CS/SB 1900 is supported by the state's trial lawyers because it would give HMO subscribers the ability to sue their health plans over disagreements about treatment and coverage decisions.
"We don't want sick people to have to wait through the years it takes to resolve a lawsuit to get the care they need," said Shebel. "There are better, faster, less-expensive ways to resolve these matters and to get treatment for people who need it. Unfortunately, the trial bar can only make money by suing people, so they're supporting this bill."
According to a poll conducted by AIF last month, most Floridians agree.

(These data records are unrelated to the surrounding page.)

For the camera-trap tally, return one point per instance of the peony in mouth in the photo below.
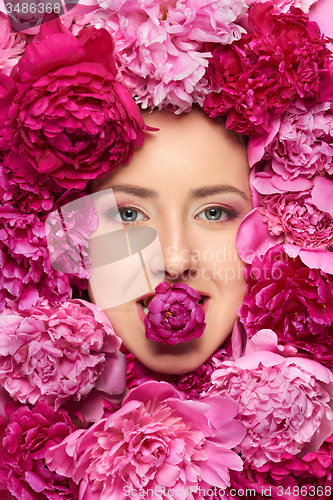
(174, 314)
(145, 302)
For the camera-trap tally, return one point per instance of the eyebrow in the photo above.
(201, 192)
(136, 190)
(211, 190)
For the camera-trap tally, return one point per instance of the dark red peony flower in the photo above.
(293, 300)
(283, 56)
(174, 314)
(64, 110)
(27, 437)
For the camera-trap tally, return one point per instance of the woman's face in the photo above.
(195, 177)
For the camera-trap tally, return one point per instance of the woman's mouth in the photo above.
(144, 302)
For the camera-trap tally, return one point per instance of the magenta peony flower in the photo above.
(11, 45)
(160, 46)
(284, 5)
(21, 185)
(284, 56)
(60, 352)
(296, 216)
(299, 143)
(155, 440)
(295, 301)
(285, 402)
(26, 269)
(174, 314)
(64, 111)
(307, 476)
(26, 439)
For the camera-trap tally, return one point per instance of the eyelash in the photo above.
(231, 213)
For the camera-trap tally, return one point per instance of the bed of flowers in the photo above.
(81, 419)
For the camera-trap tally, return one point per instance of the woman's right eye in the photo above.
(126, 215)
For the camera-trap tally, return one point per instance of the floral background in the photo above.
(258, 414)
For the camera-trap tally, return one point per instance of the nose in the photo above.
(178, 259)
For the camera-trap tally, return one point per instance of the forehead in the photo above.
(189, 149)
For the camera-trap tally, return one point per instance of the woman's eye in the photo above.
(216, 214)
(128, 215)
(125, 214)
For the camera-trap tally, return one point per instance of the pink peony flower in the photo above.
(174, 314)
(26, 269)
(160, 46)
(284, 401)
(155, 440)
(60, 352)
(298, 143)
(296, 217)
(193, 384)
(64, 111)
(11, 45)
(68, 230)
(25, 441)
(295, 301)
(292, 477)
(284, 56)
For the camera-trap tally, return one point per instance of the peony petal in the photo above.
(253, 238)
(322, 194)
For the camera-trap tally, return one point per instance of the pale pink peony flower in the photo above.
(297, 217)
(155, 440)
(26, 269)
(21, 185)
(299, 142)
(58, 352)
(285, 402)
(11, 45)
(68, 230)
(160, 46)
(26, 435)
(297, 302)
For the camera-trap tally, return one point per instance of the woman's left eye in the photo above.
(126, 214)
(216, 214)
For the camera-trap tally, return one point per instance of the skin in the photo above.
(197, 229)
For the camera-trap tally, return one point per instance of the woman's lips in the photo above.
(142, 315)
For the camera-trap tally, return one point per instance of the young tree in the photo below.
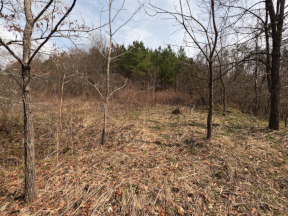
(110, 58)
(204, 32)
(42, 21)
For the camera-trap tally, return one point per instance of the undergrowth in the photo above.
(154, 163)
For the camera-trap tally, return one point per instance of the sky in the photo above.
(153, 31)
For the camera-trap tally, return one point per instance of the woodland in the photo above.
(104, 128)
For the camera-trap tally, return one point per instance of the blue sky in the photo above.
(153, 31)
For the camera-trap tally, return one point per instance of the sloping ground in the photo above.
(156, 163)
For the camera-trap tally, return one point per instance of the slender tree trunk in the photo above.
(29, 151)
(210, 112)
(104, 138)
(224, 92)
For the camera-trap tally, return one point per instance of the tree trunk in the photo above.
(29, 152)
(104, 138)
(277, 20)
(210, 112)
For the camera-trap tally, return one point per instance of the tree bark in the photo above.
(210, 112)
(29, 152)
(277, 20)
(107, 79)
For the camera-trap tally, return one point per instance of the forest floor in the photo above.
(154, 163)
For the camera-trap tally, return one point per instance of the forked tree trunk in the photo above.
(210, 112)
(29, 152)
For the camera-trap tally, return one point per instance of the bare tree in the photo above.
(203, 32)
(109, 59)
(39, 26)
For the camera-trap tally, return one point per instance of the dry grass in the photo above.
(154, 163)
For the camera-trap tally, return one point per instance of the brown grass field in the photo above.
(154, 163)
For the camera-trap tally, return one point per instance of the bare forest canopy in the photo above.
(161, 69)
(127, 114)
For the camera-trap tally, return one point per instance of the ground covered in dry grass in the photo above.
(154, 163)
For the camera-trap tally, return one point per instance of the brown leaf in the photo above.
(253, 210)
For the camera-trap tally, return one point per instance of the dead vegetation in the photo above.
(154, 163)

When asked which was the best way to resolve disagreements about medical care decisions made by health plans, 59 percent of the respondents favored a quick, independent review mechanism while 29 percent chose lawsuits. Among HMO participants, the numbers were 64 percent and 31 percent, respectively.
At the beginning of the committee meeting, Sen. Brown-Waite introduced a strike-everything amendment, which would have made the bill a subscribers' bill of rights but would not have included the right to sue. Sen. Skip Campbell (D-Tamarac), a trial lawyer, filed a handwritten amendment that reinserted the HMO civil remedy provision.
AIF and representatives of the managed care industry presented testimony about the affect that the right to sue would have on the ability of Floridians to keep their insurance. In the end, however, the committee voted to adopt Campbell's amendment.
Again, opinions of Floridians appear to parallel those of AIF and the industry; 60 percent of all of the poll's respondents, and 66 percent of HMO respondents, agreed that, "Opening up HMOs to punitive damage lawsuits will have a chilling cost effect on businesses and many may decide not to provide health insurance to employees because they will not be able to afford it." Thirty-two percent of all respondents, and 30 percent of HMO respondents, disagreed. Also, when asked their opinion of the statement, "HMOs ought to be sued because they provide terrible care and the threat of lawsuits is the only way to make them shape up," 53 percent of all respondents disagreed and 38 percent agreed; among HMO respondents, 60 percent disagreed and 33 percent agreed.
Sen. Brown-Waite did get an amendment inserted in the bill that she hoped would offset the right to sue. The subscriber responsibilities outlined in the new language, however, do not provide any protection for HMOs if they are sued. In addition, the bill does not contain any caps on damages and actually excludes HMOs from the punitive damage caps passed by the 1999 Legislature, making the bill a reversal on last year's attempts to limit wasteful litigation.
"We appreciate Sen. Brown-Waite's effort to make this bill more palatable to the business community," said Shebel, "but we must still strongly oppose it. It is nothing more than another make-the-lawyers-rich-scheme wrapped up in concern-for-consumers clothing."